The media’s close scrutiny of his schedule and social-media posts also revealed that he had been attending public events in his native Serbia around the time in mid-December when he said he had tested positive for the coronavirus. That conduct might be more forgivable if his behavior earlier in the pandemic hadn’t been equally reckless.
Last June, Djokovic held a charity tennis tournament in Serbia that turned into a coronavirus super–spreader event. Djokovic and his wife, Jelena, tested positive as well as several other international tennis professionals who attended. Numerous photos and videos emerged of Djokovic and other participants maskless, not socially distancing, hugging, and partying. Even Nick Kyrgios, a polarizing player who is no stranger to thoughtless behavior, blasted Djokovic and the other players on social media. Kyrgios tweeted: “Prayers up to all the players that have contracted COVID-19. Don’t @ me for anything I’ve done that has been ‘irresponsible’ or classified as ‘stupidity’ — this takes the cake.”

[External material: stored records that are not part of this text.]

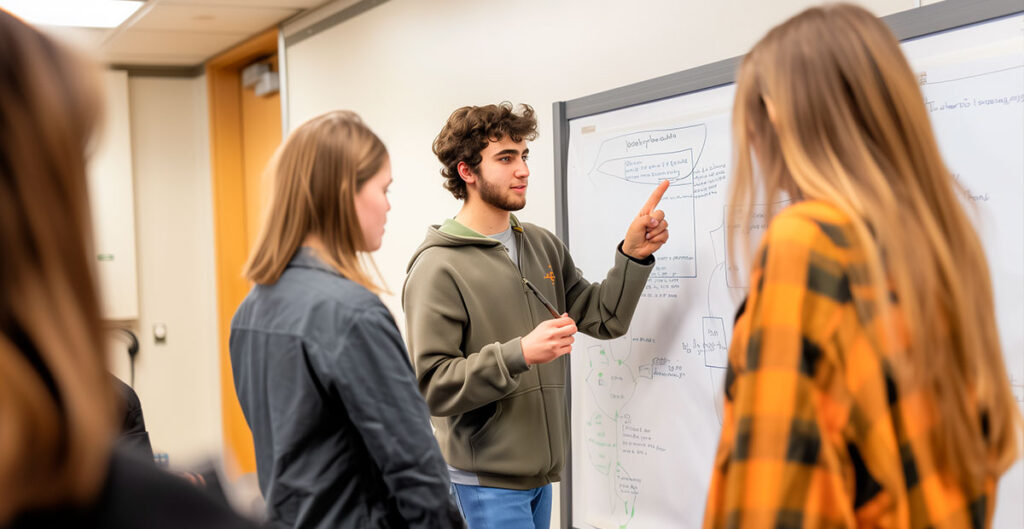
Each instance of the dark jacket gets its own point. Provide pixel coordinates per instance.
(133, 436)
(342, 435)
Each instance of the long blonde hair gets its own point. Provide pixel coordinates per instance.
(316, 173)
(829, 105)
(56, 407)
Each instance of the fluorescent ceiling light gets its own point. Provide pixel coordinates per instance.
(82, 13)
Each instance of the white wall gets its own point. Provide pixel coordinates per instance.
(112, 201)
(406, 64)
(177, 382)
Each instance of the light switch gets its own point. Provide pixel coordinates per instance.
(160, 333)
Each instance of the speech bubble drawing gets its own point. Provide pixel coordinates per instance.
(651, 156)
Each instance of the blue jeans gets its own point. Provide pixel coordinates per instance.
(488, 508)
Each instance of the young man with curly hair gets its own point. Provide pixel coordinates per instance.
(492, 305)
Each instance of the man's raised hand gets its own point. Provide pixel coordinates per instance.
(649, 229)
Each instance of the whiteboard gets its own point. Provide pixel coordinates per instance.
(646, 408)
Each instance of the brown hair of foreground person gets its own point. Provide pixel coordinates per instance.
(829, 116)
(55, 405)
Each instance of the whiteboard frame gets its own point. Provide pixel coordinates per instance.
(912, 24)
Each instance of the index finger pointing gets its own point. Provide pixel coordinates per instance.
(654, 197)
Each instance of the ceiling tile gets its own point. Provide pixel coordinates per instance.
(211, 18)
(150, 59)
(171, 43)
(289, 4)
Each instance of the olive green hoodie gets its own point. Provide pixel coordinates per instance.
(467, 306)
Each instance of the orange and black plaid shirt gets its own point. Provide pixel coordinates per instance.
(816, 432)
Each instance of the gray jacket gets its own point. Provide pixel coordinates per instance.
(342, 435)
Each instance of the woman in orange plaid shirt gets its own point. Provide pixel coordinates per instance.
(866, 386)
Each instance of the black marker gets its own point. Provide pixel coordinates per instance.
(547, 304)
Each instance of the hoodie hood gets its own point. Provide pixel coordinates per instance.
(454, 233)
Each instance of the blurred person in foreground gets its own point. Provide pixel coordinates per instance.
(57, 404)
(342, 434)
(866, 385)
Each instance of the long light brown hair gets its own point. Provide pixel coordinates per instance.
(829, 105)
(316, 173)
(55, 403)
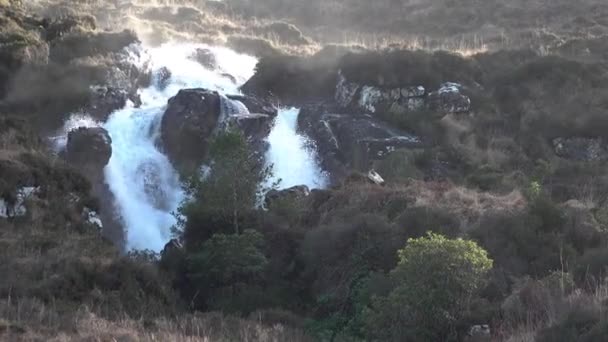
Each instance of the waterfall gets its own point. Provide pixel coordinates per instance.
(294, 162)
(142, 179)
(145, 185)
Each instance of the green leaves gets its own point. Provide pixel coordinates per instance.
(434, 282)
(227, 259)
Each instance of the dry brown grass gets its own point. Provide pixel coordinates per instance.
(35, 321)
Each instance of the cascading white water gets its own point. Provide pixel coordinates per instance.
(294, 163)
(144, 183)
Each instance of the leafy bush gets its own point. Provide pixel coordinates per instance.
(434, 282)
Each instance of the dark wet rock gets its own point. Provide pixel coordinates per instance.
(294, 80)
(89, 147)
(205, 57)
(375, 177)
(255, 105)
(230, 77)
(295, 193)
(189, 121)
(194, 114)
(150, 175)
(74, 46)
(581, 149)
(89, 150)
(449, 99)
(60, 26)
(104, 101)
(285, 33)
(350, 141)
(373, 99)
(255, 126)
(163, 78)
(17, 206)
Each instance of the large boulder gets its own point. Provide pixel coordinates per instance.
(205, 57)
(449, 99)
(193, 115)
(373, 99)
(581, 149)
(295, 193)
(189, 121)
(104, 101)
(90, 147)
(351, 141)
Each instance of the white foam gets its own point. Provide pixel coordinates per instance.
(294, 162)
(134, 132)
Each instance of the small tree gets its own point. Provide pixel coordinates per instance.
(232, 185)
(225, 260)
(434, 282)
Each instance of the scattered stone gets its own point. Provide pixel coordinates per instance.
(581, 149)
(373, 99)
(93, 218)
(89, 146)
(17, 207)
(479, 333)
(163, 77)
(292, 194)
(351, 141)
(205, 57)
(375, 178)
(189, 121)
(449, 99)
(106, 100)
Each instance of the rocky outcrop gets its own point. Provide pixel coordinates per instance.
(350, 141)
(105, 100)
(193, 115)
(581, 149)
(205, 57)
(295, 193)
(89, 147)
(373, 99)
(163, 77)
(17, 206)
(448, 99)
(255, 105)
(189, 121)
(284, 32)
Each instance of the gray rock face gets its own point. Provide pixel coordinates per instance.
(371, 99)
(346, 141)
(449, 100)
(581, 149)
(189, 121)
(105, 100)
(254, 126)
(292, 194)
(163, 77)
(17, 208)
(193, 115)
(205, 57)
(91, 147)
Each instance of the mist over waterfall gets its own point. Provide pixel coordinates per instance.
(144, 183)
(294, 162)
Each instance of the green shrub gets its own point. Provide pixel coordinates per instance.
(592, 268)
(434, 282)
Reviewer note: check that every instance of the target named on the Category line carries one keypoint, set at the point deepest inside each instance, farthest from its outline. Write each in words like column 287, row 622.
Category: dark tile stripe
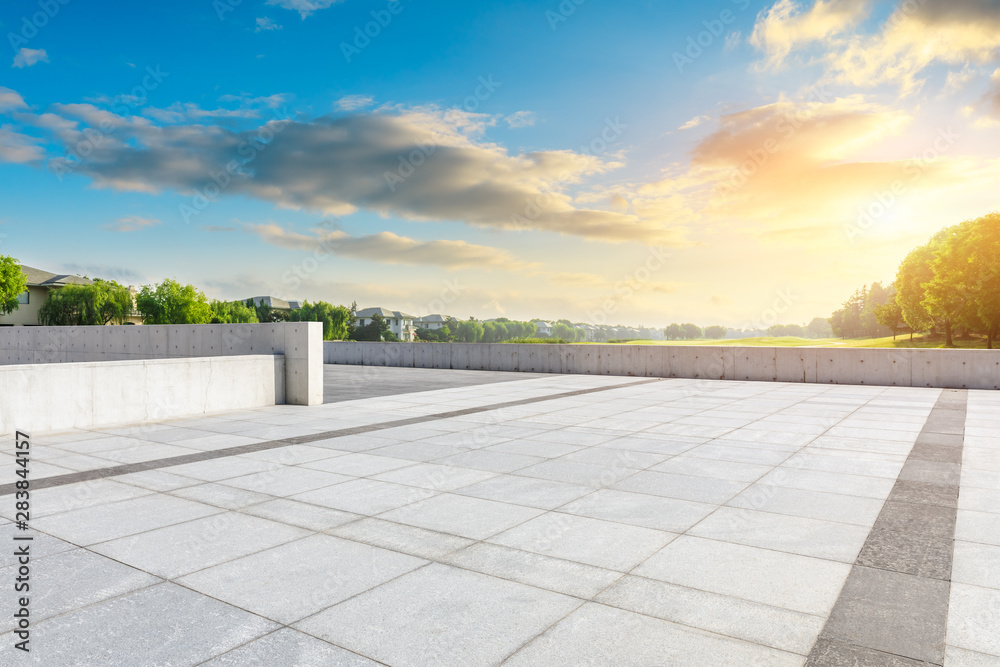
column 893, row 609
column 101, row 473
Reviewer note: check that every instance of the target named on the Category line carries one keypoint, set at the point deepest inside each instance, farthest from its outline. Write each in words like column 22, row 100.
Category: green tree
column 376, row 330
column 984, row 267
column 469, row 331
column 947, row 294
column 565, row 330
column 691, row 331
column 13, row 284
column 173, row 303
column 103, row 302
column 890, row 315
column 914, row 273
column 335, row 319
column 233, row 312
column 715, row 332
column 490, row 332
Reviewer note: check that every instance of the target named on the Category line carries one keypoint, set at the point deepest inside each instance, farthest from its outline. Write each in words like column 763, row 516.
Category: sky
column 634, row 162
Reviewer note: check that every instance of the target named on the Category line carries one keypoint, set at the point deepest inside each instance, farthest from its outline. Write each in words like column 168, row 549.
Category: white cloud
column 131, row 223
column 18, row 148
column 354, row 102
column 304, row 7
column 520, row 119
column 694, row 122
column 28, row 57
column 265, row 24
column 915, row 36
column 388, row 248
column 418, row 163
column 11, row 100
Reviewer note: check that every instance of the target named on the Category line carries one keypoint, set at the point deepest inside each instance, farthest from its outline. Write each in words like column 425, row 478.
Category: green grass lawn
column 790, row 341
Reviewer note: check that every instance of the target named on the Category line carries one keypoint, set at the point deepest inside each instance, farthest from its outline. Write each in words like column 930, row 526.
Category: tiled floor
column 676, row 522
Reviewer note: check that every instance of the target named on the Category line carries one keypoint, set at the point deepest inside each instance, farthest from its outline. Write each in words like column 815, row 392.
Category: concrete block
column 956, row 369
column 373, row 354
column 656, row 362
column 393, row 353
column 587, row 360
column 532, row 358
column 755, row 364
column 479, row 357
column 441, row 355
column 868, row 366
column 701, row 362
column 633, row 362
column 423, row 354
column 503, row 357
column 795, row 364
column 460, row 357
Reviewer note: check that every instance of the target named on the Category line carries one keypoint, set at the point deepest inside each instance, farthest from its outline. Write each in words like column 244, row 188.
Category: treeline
column 949, row 286
column 498, row 331
column 169, row 302
column 865, row 314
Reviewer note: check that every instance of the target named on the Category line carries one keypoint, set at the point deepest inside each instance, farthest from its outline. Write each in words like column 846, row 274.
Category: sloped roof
column 433, row 318
column 276, row 303
column 39, row 278
column 384, row 312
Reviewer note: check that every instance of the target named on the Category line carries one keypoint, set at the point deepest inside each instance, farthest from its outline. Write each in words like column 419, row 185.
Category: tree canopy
column 103, row 302
column 173, row 303
column 337, row 320
column 13, row 283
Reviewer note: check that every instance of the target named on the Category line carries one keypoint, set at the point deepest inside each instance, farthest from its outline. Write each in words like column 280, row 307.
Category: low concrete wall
column 49, row 397
column 961, row 369
column 301, row 343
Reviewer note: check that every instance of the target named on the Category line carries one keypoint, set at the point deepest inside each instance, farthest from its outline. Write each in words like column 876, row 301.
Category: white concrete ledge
column 301, row 343
column 49, row 397
column 890, row 367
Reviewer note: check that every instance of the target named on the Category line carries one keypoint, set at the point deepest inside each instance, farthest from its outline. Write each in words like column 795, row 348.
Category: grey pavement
column 672, row 522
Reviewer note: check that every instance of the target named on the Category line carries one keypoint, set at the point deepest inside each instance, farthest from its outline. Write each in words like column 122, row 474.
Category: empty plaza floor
column 433, row 518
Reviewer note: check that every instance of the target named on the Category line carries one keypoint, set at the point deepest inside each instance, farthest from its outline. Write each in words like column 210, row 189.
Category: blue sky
column 568, row 160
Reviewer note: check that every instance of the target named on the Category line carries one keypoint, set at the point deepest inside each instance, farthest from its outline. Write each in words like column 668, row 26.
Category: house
column 40, row 284
column 399, row 323
column 432, row 322
column 544, row 328
column 275, row 303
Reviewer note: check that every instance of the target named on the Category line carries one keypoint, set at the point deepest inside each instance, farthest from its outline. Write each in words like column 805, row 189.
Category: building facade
column 399, row 323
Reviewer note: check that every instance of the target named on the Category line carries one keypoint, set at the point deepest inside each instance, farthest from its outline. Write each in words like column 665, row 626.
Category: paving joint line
column 893, row 608
column 156, row 464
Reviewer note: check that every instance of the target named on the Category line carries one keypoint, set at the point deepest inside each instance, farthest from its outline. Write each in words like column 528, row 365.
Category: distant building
column 399, row 323
column 275, row 303
column 544, row 328
column 40, row 285
column 432, row 322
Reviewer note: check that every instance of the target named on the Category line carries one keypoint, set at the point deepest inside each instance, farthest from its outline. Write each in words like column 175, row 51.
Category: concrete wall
column 962, row 369
column 301, row 343
column 48, row 397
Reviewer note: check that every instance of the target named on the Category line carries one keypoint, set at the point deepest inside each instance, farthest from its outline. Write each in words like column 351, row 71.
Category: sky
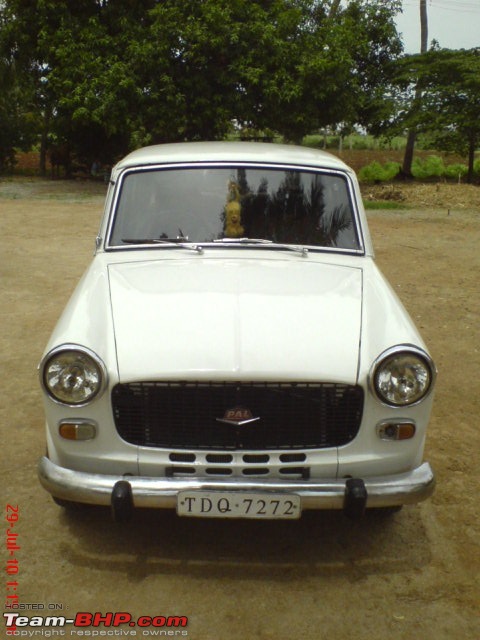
column 455, row 24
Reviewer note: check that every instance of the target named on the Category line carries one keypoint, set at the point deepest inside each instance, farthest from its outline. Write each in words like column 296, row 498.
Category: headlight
column 402, row 376
column 73, row 375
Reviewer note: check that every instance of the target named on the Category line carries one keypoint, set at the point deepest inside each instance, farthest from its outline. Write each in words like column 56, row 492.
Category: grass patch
column 383, row 204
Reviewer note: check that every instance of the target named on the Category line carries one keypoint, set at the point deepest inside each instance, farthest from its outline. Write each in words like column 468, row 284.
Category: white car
column 233, row 350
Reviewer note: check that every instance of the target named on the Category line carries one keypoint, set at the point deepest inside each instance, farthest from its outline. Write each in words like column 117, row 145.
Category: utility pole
column 412, row 134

Djokovic is also a hypocrite. When the tennis star Naomi Osaka withdrew from the French Open last year, citing how the mandatory press conferences jeopardized her mental health, Djokovic was among the voices sternly insisting that rules are rules. “I understand that press conferences sometimes can be very unpleasant,” Djokovic said at the time. “And it’s not something that you enjoy, always, you know, especially if you lose a match or something like this. But it is part of the sport and part of your life on the tour. This is something we have to do, otherwise, we will get fined.”
Under Australian law, Djokovic could now be banned from obtaining a visa from the country for three years if he is deported. Djokovic has won 20 men’s Grand Slam titles and is tied with Rafael Nadal and Roger Federer for the most of all time. If competing in the Australian Open is off the table for the foreseeable future, it could threaten Djokovic’s opportunity to stand alone in tennis history.
Djokovic has been a vaccine skeptic from the outset of the coronavirus pandemic, and has never hidden his staunch opposition to vaccine mandates. That an athlete of his fame is using his platform in such a destructive fashion is bad enough; even more despicable is that Djokovic seems so comfortable exploiting his immense privilege to endanger the health and safety of others. It is especially insulting to the Australian people, who have adhered to some of the strictest restrictions during the pandemic in an effort to keep their hospitalizations and death rates low.
Sacrificing is what caring communities do—and it’s something Djokovic knows nothing about. As the top player in men’s tennis, Djokovic has a responsibility to be a good ambassador for his sport. But that, like Australia’s COVID rules, is just another requirement that he’s failed to meet.